三十分ごとに一分だけ席を立ち、骨盤をゆっくり前後に一往復。ふくらはぎを軽く動かし、遠くを見る休眼を合わせます。痛みが強い日は、反動のない可動を小さく一往復から。こわばり中心なら短時間の温めを先に入れると動きが滑らかになります。温冷の判断は温め・冷却の使い分けをご確認ください。

避けたいセットアップ例

  • 座面の前端だけに座り、骨盤が後ろへ寝たままの姿勢。
  • 画面が低く、あごが前に出る前方頭位。
  • 肘が前へ流れ、肩がすくむ位置でのキーボード操作。

今日からできる三つのチェック

  1. 椅子に深く座って、足裏を床へ全接地できていますか。
  2. 画面上端は目の高さ、肘は体側で九十度前後ですか。
  3. 三十分ごとの一分休憩を入れていますか。

通勤や立位への応用

立位では、土踏まずのやや前に体重を置き、膝は軽く伸ばす程度に。荷物は左右で持ち替えるかリュックにします。歩き方のコツは歩き方と通勤でのコツで詳しく解説しています。

受診を急ぐサイン

赤旗サイン しびれや筋力低下が進む、足がもつれる、夜間に痛みが強い、排尿・排便の異常、会陰部のしびれ、外傷後に悪化などはセルフケアにこだわらず受診を急ぎます。判断の流れは受診目安と相談フローをご確認ください。

参考と引用(一次情報)

  1. 厚生労働省「VDT作業における労働衛生管理のためのガイドライン」
  2. 英国HSE「Display screen equipment」ガイダンス
  3. NHS「Sciatica」一般向け解説

よくある質問

Q長時間座る会議の日は、どう工夫すればよいですか。

A座面の奥へ深く座り、足裏全接地を保ちます。三十分ごとに一分の体位変換を入れ、骨盤の前後揺らぎとふくらはぎの軽い動きを一往復行います。

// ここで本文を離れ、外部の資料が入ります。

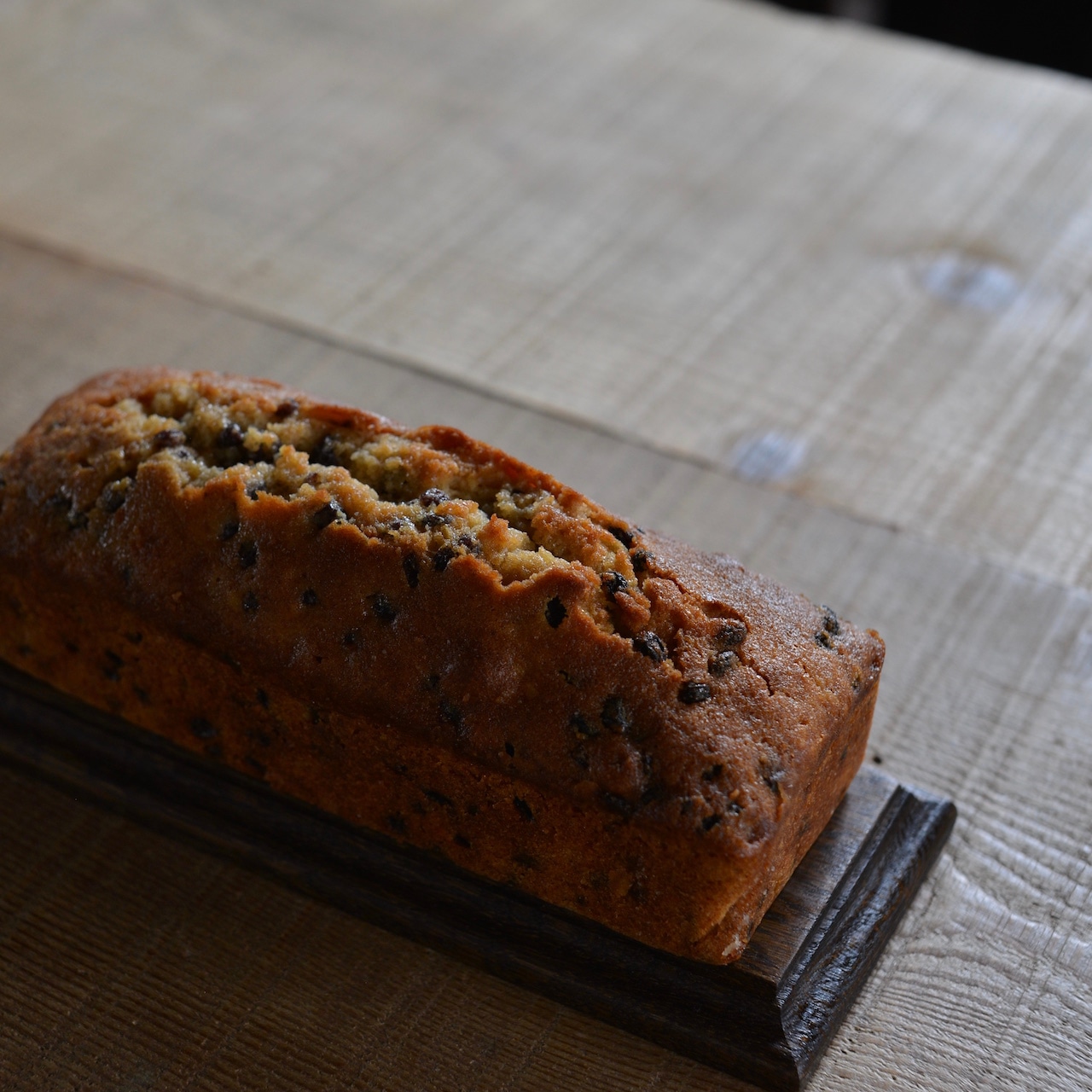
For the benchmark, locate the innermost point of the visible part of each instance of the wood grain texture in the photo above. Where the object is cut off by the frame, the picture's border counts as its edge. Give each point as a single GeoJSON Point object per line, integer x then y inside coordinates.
{"type": "Point", "coordinates": [765, 1018]}
{"type": "Point", "coordinates": [853, 265]}
{"type": "Point", "coordinates": [234, 982]}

QノートPCしか使えません。最低限の対策はありますか。

A本や箱で画面を持ち上げ、外付けキーボードとマウスを用意します。肘は体側で九十度前後、画面上端は目の高さが目安です。

Q座っていると脚のしびれが強くなります。どうすればよいですか。

A座面の前端だけに座らず、深く座って骨盤をわずかに立てます。しびれが進む、夜間に強い痛みが出る、排尿・排便の異常がある場合は受診を急いでください。